60 Degrees Pharmaceuticals Registers ACLR8-LR, a Phase IIB Study of Tafenoquine for Treatment of COVID-19, on ClinicalTrials.gov

  • ACLR8-LR, a double-blind, randomized, placebo-controlled Phase IIB study to determine efficacy of the ARAKODA® regimen of tafenoquine in COVID-19 patients with mild-moderate symptoms and low risk of disease progression, has been registered on ClinicalTrials.gov
  • 60P’s majority-owned subsidiary, 60P Australia Pty Ltd, has opened a new IND and will conduct the trial, enrolling patients at U.S. clinics beginning in fourth quarter of 2023
  • Primary endpoint of ACLR8-LR will be time to sustained clinical recovery from COVID-19 symptoms
  • 60P was recently awarded a U.S. patent covering tafenoquine for treatment of COVID-19 and other lung infections. Tafenoquine is the active molecule in 60P’s FDA-approved drug for malaria prevention, ARAKODA
  • 60P estimates that 25 percent of U.S. population without risk factors for progression to serious COVID is not appropriate for currently marketed, oral treatments – a significant unmet need

WASHINGTON, Aug. 15, 2023 (GLOBE NEWSWIRE) -- 60 Degrees Pharmaceuticals, Inc. (“60 Degrees Pharmaceuticals” or “60P”) (NASDAQ: SXTP), a company specializing in developing and marketing medicines for infectious diseases, today announced that ACLR8-LR, a double-blind, randomized, placebo-controlled Phase IIB study to determine the efficacy of the ARAKODA® regimen of tafenoquine in COVID-19 patients with mild-moderate symptoms and low risk of disease progression, is now listed on ClinicalTrials.gov.
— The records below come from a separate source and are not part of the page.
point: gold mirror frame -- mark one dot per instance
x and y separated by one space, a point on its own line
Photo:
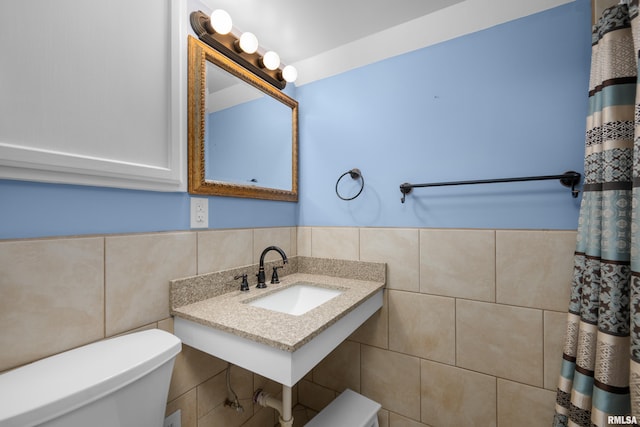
199 53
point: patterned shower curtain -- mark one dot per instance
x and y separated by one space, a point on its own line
599 383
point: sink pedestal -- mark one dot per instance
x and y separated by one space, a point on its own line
282 366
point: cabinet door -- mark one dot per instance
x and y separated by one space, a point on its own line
91 92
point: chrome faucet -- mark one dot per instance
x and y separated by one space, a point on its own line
261 278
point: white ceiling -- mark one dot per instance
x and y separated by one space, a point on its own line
322 38
300 29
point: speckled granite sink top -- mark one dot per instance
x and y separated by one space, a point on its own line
215 300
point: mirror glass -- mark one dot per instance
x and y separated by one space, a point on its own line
242 131
247 133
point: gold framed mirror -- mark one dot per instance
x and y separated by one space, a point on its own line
242 132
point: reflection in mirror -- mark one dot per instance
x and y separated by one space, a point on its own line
243 132
247 134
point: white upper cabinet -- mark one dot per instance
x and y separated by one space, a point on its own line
93 92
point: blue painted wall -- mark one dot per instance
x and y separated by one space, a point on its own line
507 101
504 102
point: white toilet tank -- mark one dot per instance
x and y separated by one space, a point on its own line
119 382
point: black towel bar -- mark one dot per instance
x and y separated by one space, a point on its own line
568 179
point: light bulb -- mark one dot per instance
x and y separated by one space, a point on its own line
221 21
271 60
289 73
248 42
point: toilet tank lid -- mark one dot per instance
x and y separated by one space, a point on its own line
53 386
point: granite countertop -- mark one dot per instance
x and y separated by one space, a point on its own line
227 310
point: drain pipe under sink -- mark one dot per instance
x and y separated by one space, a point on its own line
282 406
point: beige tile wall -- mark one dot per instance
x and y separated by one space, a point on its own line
472 327
470 332
62 293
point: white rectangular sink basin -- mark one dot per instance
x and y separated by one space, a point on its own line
296 299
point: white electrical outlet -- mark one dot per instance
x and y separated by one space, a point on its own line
172 420
199 212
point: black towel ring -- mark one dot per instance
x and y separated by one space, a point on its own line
355 174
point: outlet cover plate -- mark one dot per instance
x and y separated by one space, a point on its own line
199 212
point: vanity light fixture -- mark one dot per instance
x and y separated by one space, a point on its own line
216 31
271 60
248 43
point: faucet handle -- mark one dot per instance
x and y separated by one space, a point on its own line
274 277
244 286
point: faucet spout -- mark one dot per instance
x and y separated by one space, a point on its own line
261 276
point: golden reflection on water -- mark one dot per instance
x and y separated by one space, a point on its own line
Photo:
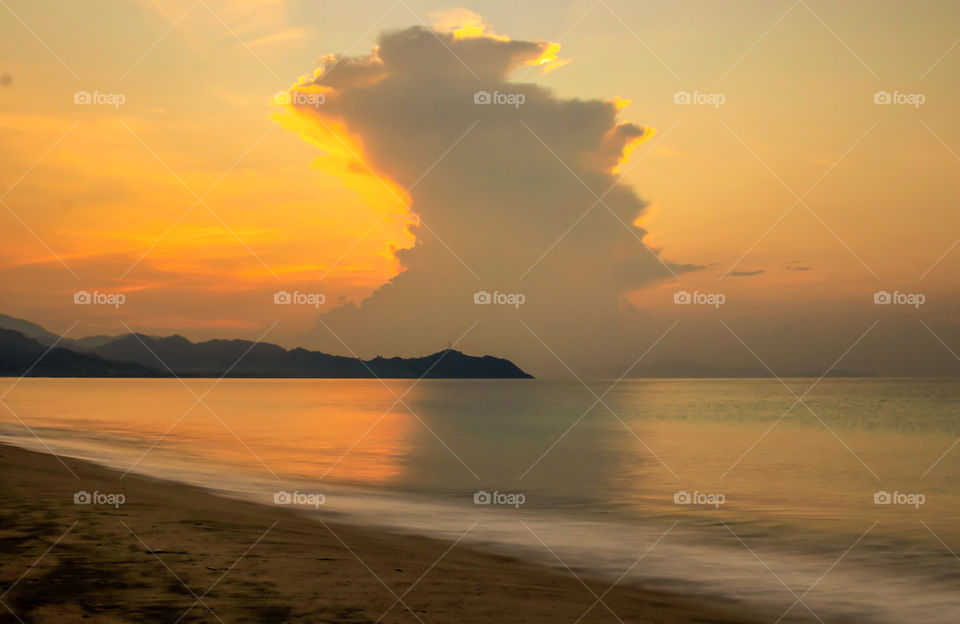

The trial will be conducted by 60P’s majority-owned subsidiary, 60P Australia Pty Ltd, which opened a new IND on August 14, 2023.

The primary endpoint of ACLR8-LR is time to sustained clinical recovery from COVID-19 symptoms. 60P plans to enroll patients in ACLR8-LR, recruited in up to 30 out-patient clinics across the U.S., beginning in the fourth quarter of 2023. 60P is also planning a second, larger COVID-19 study that is anticipated to commence in 2024.

“Publicly registering ACLR8-LR represents an important milestone in 60P’s clinical research strategy,” said Chief Executive Officer of 60 Degrees Pharmaceuticals, Geoffrey Dow. “We remain optimistic that results of ACLR8–LR will play an important role in public health efforts to address gaps in the standard of care for COVID-19.”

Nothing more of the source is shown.